En noviembre de 2025, Jeff Bezos y su empresa Blue Origin finalmente pusieron los pies —o más bien, los motores— donde llevan prometiendo desde hace años: el espacio orbital. El 13 de noviembre, el cohete New Glenn completó con éxito su segundo vuelo, enviando las sondas gemelas ESCAPADE de la NASA rumbo a Marte y, de paso, aterrizando su primera etapa en la barcaza «Jacklyn» en medio del Atlántico. Un logro nada desdeñable si consideramos que solo SpaceX había conseguido algo parecido, y a ellos les llevó muchos más intentos perfeccionar la técnica.
La cuestión es que toda esta pirotecnia involuntaria tiene implicaciones serias para la NASA y sus planes de volver a la Luna. El programa Artemis depende de Starship como módulo de aterrizaje lunar, y la logística es endiabladamente compleja: SpaceX necesita lanzar entre diez y veinte vuelos de tanqueros para repostar el módulo en órbita terrestre antes de enviarlo a la Luna, una maniobra de reabastecimiento criogénico que jamás se ha intentado. Si ya les cuesta mantener la nave intacta durante el ascenso, la perspectiva de coordinar docenas de vuelos sin fallos resulta, como mínimo, optimista.
No es de extrañar que en octubre de 2025 la NASA anunciara que reabriría la licitación del módulo de aterrizaje lunar, originalmente ganada por SpaceX. Exadministradores de la agencia como Charles Bolden y Jim Bridenstine llevan tiempo insistiendo en que deberían reforzar el uso de sistemas ya probados como el SLS y Orión, y desarrollar un aterrizador alternativo con la urgencia de una «prioridad de seguridad nacional». La fecha oficial de Artemis III sigue siendo mediados de 2027, pero prácticamente nadie en el sector se la cree.
Mientras tanto, China avanza con su propio programa lunar. En marzo de 2024 anunciaron planes para alunizar taikonautas «en la década de 2030», con una arquitectura que recuerda a la era Apolo pero con tecnología moderna. Ya han depositado tres sondas robóticas en la Luna y lanzado satélites de comunicaciones para cubrir el lado oculto. Eso sí, también ellos enfrentan el desafío del reabastecimiento orbital, algo que tampoco han probado.
La rivalidad Bezos-Musk añade una capa más al drama. SpaceX lleva más de una década dominando el mercado de lanzamientos comerciales, batiendo récords año tras año. Blue Origin, en cambio, se centró inicialmente en turismo suborbital con su pequeño New Shepard y ahora entra tardíamente al juego orbital pesado. New Glenn tiene capacidad intermedia: unos 45 toneladas a órbita baja en modo reutilizable, frente a las 30 de Falcon Heavy o las 100-150 planeadas para Starship. El éxito reciente demuestra que Blue Origin puede competir, aunque todavía les falta camino para igualar el volumen de operaciones de SpaceX.

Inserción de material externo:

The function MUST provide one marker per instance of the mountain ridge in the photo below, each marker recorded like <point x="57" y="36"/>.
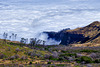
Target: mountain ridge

Lo que está claro es que la carrera lunar del siglo XXI se parece poco al sprint de los años sesenta. Aquello fue pura geopolítica de Guerra Fría; esto es un maratón tecnológico donde las promesas abundan más que los cohetes que funcionan. Y en un campo donde cada explosión sale en directo y cada retraso se mide en miles de millones de dólares, la distancia entre el PowerPoint y la realidad se hace cada vez más evidente.